FPN的输出是 $C$ 通道大的feature map, 接下来后边跟着 ( $3 \times 3$ 的卷积+ReLU+通道数不变) 组 $\times4$ ，接下来是 $K A$ 通道的 $3 \times 3$ 卷积

Finally sigmoid activations are attached to output the $K A$ binary predictions per spatial location, see Figure 3 (c).
最后附加 sigmoid 激活以输出每个空间位置的 $K A$ 二进制预测，参见图 3 (c)。

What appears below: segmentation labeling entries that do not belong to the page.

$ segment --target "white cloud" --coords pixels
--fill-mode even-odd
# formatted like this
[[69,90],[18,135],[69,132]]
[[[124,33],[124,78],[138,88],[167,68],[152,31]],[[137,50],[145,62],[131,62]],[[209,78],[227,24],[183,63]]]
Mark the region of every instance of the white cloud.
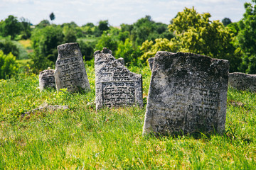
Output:
[[0,18],[15,14],[37,24],[55,14],[55,23],[75,21],[78,25],[108,19],[112,26],[132,23],[145,15],[156,22],[169,23],[184,7],[209,12],[212,20],[225,17],[238,21],[245,12],[245,0],[0,0]]

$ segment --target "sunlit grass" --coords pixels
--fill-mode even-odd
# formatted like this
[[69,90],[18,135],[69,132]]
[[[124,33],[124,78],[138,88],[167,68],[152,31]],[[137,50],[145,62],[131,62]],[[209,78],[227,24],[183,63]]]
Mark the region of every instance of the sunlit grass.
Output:
[[28,40],[18,40],[18,42],[20,42],[26,49],[31,49],[31,40],[30,39]]

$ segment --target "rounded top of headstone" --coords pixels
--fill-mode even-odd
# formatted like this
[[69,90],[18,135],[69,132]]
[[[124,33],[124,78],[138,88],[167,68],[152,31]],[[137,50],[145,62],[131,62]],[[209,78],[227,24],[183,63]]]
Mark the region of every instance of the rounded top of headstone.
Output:
[[110,55],[112,54],[112,51],[110,49],[107,48],[107,47],[104,47],[100,52],[101,53],[105,53],[105,54],[110,53]]
[[68,56],[79,53],[80,48],[78,42],[71,42],[60,45],[57,47],[58,53],[61,56]]

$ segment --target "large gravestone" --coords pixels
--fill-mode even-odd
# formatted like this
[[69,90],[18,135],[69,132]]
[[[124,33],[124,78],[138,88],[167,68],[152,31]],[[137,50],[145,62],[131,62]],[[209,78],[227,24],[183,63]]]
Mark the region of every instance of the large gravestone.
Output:
[[143,134],[225,130],[229,64],[191,53],[158,52]]
[[237,90],[256,91],[256,74],[234,72],[229,74],[228,85]]
[[54,69],[46,69],[39,74],[39,89],[41,91],[47,88],[55,89]]
[[94,55],[96,109],[131,105],[142,107],[142,75],[131,72],[107,48]]
[[57,91],[67,88],[68,91],[90,91],[82,56],[78,43],[67,43],[58,46],[55,79]]

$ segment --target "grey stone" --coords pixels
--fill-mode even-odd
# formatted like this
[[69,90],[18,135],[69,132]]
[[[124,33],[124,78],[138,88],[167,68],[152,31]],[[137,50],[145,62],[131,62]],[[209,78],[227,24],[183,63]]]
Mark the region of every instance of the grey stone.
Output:
[[149,58],[148,62],[149,62],[150,70],[152,71],[153,63],[154,63],[154,57]]
[[143,134],[225,130],[229,64],[191,53],[158,52]]
[[120,57],[117,59],[117,61],[120,62],[122,65],[124,65],[124,59]]
[[228,78],[230,87],[237,90],[256,92],[256,74],[240,72],[230,73]]
[[131,72],[107,48],[94,55],[96,109],[131,105],[142,107],[142,75]]
[[67,43],[58,46],[55,79],[57,91],[67,88],[68,91],[90,91],[82,56],[78,43]]
[[41,91],[47,88],[55,89],[54,69],[45,69],[39,73],[39,89]]

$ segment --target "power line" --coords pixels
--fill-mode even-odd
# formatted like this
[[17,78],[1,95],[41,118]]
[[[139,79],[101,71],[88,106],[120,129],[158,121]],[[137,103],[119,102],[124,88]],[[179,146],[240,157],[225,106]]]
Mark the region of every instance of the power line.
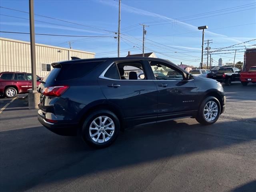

We use $C = 256$ and $A = 9$ in most experiments.

4. Box Regression Subnet

In parallel with the object classification subnet, we attach another small FCN to each pyramid level for the purpose of regressing the offset from each anchor box to a nearby ground-truth object, if one exists.
与目标分类子网并行，我们将另一个小型 FCN 附加到每个金字塔层，以便将每个 anchor 的偏移量回归到附近的GT目标（如果存在）。

The design of the box regression subnet is identical to(与…相同) the classification subnet except(除了) that it terminates in $4 A$ linear outputs per spatial location, see Figure 3 (d).
两个子网设计相同，只是输出通道不一样，一个是 $4 A$ ，一个是 $K A$ .

For each of the $A$ anchors per spatial location, these $4$ outputs predict the relative offset between the anchor and the groundtruth box (we use the standard box parameterization from RCNN [11]).
对于每个位置的 A 个 anchor，输出 4 个输出预测 Anchor 和真实框之间的相对偏移（我们使用来自 RCNN [11] 的标准框参数化）。

We note that unlike most recent work, we use a class-agnostic(与类别无关) bounding box regressor which uses fewer parameters and we found to be equally effective.
与最近的工作不同，我们使用了与类别无关的边界框回归器，它使用的参数更少，而且我们发现同样有效。

The object classification subnet and the box regression subnet, though sharing a common structure, use separate parameters.
目标分类子网和回归子网虽然具有共同的结构，但使用不同的参数。